The latter turned out to be unexpectedly affecting. I don't know if getting older is a factor, but seeing them made me extremely happy. Even better was how our conversations flowed as if no time had passed - laughing about personal experiences from our past, discussing plans and hopes for the future.


2025 was also the year I discovered an affinity for supporting those who are going through rough patches.

While I've done this before, it wasn't a very proactive inclination, and tended to be more reactive in nature, i.e. usually if someone asked me for help.

Now, when I sense someone's anxiety, stress or sadness, I will immediately offer words or gestures of encouragement and support. Or do regular check-ins, send them funny memes or links, distract them with humourous conversation; or my favourite, mutually gripe about our jobs or society in general ( very rewarding haha ).


Another light-bulb moment just occurred earlier this month.

Some close friends are aware of my going through an existential crisis in mid-2023, after a conversation with my Spanish tour guide made me wonder what my life might have been like if I'd been allowed to follow my dream of being a journalist and moving to the U.S.

However, I've come to realize that I crossed paths with all the wonderful people in my life because of the trajectory I took 33 years ago when I began my academic track in medicine.

Every friend I have from junior college and university, through junior doctor postings, to specialist rank and senior management - I never would've met them if I'd had a different career.

And I've somehow managed to power through the existential crisis with my reputation intact, as friends and colleagues still pay me much appreciated compliments for my past and current work. ( Thank you. 🙏 )


Last but not least, I started reading my 23-year-old blog, beginning with the earliest entries and working my way forward.

There've been the expected ups and downs, but reliving all those memories ( many of which I'd completely forgotten ) helped me understand that I have indeed led an exciting and fulfilling life, even if it wasn't the exact path I would've preferred to take.

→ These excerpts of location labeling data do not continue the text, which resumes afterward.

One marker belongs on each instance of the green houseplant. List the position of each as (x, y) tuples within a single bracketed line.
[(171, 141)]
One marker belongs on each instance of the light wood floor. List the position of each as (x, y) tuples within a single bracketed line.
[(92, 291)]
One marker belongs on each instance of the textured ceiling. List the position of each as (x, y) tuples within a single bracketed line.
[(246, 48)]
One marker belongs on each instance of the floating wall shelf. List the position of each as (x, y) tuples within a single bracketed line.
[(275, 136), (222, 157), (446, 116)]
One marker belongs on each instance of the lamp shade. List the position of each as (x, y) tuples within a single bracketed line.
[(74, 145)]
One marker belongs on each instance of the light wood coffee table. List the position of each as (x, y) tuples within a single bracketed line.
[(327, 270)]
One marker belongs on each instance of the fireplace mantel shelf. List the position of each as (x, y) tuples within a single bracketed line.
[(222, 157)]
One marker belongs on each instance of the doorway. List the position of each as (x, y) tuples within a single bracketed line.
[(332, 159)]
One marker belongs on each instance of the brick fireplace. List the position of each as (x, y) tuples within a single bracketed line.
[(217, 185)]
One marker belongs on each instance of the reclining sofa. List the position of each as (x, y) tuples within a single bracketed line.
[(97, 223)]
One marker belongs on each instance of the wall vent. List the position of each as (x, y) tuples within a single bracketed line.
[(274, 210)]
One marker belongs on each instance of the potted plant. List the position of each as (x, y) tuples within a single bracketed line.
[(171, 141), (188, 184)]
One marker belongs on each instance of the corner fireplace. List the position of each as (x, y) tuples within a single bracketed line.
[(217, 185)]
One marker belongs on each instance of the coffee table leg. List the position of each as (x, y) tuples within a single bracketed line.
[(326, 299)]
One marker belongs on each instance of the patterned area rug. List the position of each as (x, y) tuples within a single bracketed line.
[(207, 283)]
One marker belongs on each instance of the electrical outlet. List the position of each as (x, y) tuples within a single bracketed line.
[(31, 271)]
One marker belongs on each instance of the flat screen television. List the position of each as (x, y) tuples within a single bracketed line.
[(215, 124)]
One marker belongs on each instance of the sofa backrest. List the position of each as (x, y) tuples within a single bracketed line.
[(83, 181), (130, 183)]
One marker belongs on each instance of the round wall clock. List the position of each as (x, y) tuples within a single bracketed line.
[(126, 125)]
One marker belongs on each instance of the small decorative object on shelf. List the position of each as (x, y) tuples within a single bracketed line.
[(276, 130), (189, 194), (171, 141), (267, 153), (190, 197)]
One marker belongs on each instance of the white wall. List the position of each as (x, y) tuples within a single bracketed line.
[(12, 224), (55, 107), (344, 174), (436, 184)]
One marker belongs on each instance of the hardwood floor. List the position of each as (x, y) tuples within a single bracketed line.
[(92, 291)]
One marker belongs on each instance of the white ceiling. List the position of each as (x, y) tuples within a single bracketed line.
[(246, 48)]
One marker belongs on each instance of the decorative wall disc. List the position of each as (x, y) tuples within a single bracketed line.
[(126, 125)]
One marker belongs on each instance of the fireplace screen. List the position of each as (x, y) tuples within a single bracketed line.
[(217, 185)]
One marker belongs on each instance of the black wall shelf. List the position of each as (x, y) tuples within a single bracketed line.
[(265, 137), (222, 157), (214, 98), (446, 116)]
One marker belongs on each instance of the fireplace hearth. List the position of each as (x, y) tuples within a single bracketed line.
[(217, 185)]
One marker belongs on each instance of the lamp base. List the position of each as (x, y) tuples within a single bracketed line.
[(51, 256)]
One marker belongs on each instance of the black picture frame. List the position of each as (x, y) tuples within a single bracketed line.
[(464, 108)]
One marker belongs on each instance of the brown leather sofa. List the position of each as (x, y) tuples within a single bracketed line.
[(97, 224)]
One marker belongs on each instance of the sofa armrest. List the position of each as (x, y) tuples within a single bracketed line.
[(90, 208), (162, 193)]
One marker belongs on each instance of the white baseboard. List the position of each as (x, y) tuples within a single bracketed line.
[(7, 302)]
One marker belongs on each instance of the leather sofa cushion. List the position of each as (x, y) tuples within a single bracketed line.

So here's what turning 50 is like for me: a mixture of bittersweet emotions and immense gratitude; a journey of self-discovery; possibly optimism for the future (?).

Bearing in mind that the existential crisis will be permanent ( daily encounters more than guarantee this ), I guess the trick is to let the positive keep the negative at bay.

While there are uplifting experiences which can be purchased or arranged, the ones I treasure most are those with no monetary value - the many great people who are part of my life, who affirm my place in the world and give everything I do meaning.


I shall end with a quote I love:

You don't stop laughing because you grow old; you grow old because you stop laughing.

- Michael Pritchard


And this from a Facebook meme:

One of my favourite feelings is laughing with someone and realizing halfway through how much I enjoy them and their existence.


I think my theme for next year will be "Go with the flow." haha.

Like Mr. Miyagi from The Karate Kid - wax on, wax off. 


Before signing off, I'd like to mention 2 amazing events coming up in Q1 2026 - CONFIRMED meet-and-greets with Josh Groban and OneRepublic for their upcoming concerts in February and March!!

The latter required quite a bit of effort - a Krisflyer miles redemption for show tickets in order to qualify for a second redemption for the M&G itself. So glad everything paid off in the end. 

It'll be 8 years after I met them in April 2018. I can't wait! 😊


Also, I already have 6 shows lined up - 5 in the first 3 months of the year. 😁


That's it for now.

Thanks for reading, and I wish you all a great 2026 ahead!